Stuart Woods with metal detector - looking for 'A' Coy route
Although we did not find what we were looking for, we did find the rusted remains of a WW2 helmet. Not much of it was a left other than the steel rim around the helmet and the strap holders on the side of (inside of) the helmet. These items we left in situ.

Rusted remains of a helmet (note the steel rim) 
Buckle holding strap to helmet

An intact helmet showing buckle and steel rim  
There are a number of bomb proof WW2 toilets that remain in Hong Kong. The one below is the smallest I have seen. It's a toilet for one with thick reinforced concrete walls. Steps lead down to it from the Command Post at Stanley Gap (near the AA Battery).

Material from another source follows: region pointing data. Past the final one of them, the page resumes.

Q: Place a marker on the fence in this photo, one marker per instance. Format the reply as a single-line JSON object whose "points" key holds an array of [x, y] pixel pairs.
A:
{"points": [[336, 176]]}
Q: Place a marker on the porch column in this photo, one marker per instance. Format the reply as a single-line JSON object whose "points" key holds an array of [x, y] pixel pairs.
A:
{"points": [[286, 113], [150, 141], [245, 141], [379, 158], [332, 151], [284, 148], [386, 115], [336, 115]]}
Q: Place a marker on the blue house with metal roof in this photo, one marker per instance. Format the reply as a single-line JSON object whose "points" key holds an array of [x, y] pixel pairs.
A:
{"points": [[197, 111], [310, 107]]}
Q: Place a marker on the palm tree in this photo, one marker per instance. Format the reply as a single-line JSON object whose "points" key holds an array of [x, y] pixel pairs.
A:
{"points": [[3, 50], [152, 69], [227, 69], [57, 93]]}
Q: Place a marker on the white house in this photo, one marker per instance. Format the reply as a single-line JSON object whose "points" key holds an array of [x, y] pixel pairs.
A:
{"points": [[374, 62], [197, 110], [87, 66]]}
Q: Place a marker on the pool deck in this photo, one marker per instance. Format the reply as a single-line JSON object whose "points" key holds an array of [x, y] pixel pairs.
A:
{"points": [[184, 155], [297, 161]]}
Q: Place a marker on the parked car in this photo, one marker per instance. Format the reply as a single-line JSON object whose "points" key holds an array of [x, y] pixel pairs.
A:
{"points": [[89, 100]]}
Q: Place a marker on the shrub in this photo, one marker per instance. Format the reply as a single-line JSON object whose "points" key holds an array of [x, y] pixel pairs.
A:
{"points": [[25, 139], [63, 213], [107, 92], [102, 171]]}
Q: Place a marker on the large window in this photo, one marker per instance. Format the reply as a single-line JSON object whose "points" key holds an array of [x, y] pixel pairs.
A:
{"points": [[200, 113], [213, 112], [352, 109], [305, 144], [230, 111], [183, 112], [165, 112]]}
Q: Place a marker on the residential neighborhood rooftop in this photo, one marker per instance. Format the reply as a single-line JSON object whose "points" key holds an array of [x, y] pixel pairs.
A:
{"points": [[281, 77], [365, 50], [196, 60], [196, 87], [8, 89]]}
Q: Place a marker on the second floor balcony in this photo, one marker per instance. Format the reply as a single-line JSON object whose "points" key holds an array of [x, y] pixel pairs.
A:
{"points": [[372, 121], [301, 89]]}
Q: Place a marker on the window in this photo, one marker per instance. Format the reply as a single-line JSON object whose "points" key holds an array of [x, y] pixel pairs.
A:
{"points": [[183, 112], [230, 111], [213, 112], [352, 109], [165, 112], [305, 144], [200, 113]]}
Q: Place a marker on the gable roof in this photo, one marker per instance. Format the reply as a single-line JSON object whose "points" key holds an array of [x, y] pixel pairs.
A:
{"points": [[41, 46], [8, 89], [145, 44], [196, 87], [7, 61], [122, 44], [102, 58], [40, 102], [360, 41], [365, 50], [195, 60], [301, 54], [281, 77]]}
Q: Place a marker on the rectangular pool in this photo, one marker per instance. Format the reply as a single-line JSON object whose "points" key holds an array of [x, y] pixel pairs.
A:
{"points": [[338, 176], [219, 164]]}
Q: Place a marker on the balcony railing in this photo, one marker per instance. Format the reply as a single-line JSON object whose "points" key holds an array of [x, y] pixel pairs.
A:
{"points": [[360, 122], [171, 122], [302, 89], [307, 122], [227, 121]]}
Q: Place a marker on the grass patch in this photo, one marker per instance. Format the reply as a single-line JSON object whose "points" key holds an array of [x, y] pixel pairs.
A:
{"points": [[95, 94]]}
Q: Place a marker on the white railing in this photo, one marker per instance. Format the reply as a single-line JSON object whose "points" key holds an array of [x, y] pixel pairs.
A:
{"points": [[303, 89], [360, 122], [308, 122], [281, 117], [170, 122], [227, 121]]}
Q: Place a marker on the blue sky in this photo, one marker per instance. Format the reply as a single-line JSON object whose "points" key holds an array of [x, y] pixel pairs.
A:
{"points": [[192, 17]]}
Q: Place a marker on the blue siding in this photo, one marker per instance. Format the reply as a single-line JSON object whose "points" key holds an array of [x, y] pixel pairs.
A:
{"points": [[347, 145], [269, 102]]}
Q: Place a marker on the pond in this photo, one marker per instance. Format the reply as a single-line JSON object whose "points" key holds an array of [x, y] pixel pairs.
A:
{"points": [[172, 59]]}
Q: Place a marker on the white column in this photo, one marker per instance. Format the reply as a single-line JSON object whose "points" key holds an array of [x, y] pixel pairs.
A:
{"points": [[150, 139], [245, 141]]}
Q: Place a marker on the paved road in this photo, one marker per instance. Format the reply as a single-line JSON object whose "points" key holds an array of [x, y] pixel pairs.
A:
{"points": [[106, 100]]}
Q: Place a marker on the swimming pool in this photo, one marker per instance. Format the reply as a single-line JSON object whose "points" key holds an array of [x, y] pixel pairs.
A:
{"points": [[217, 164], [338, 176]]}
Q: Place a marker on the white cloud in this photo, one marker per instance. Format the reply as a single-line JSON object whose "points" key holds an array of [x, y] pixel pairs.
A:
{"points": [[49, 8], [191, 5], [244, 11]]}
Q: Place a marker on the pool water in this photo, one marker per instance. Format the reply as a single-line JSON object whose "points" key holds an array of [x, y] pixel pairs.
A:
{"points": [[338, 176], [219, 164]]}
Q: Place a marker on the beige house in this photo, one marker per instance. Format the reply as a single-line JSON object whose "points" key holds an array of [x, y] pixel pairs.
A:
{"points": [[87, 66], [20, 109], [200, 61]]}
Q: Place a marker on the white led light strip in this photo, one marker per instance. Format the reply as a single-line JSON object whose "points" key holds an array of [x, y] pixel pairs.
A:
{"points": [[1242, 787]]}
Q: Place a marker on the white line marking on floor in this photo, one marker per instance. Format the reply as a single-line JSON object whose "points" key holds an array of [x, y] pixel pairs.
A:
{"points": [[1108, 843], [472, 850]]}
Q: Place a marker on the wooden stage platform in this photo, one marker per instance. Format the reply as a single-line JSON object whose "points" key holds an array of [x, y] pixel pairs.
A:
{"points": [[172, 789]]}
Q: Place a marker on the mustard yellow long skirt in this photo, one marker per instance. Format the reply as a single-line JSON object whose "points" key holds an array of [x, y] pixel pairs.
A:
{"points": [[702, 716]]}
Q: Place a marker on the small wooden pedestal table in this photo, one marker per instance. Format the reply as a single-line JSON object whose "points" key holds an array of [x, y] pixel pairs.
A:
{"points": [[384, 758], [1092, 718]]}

Bomb proof toilet, for one,  at Stanley Gap (near Command Post).
Steps lead down to this small splinter proof toilet structure
Dennis Quong, military history enthusiast, on the roof of the Command Post
The splinter proof toilet below is in a different location. It's at Stanley View which was a the meeting point for the HK Club walk described above. This one may be bomb proof but it's not tree proof. The tree is literally devouring and destroying the concrete structure.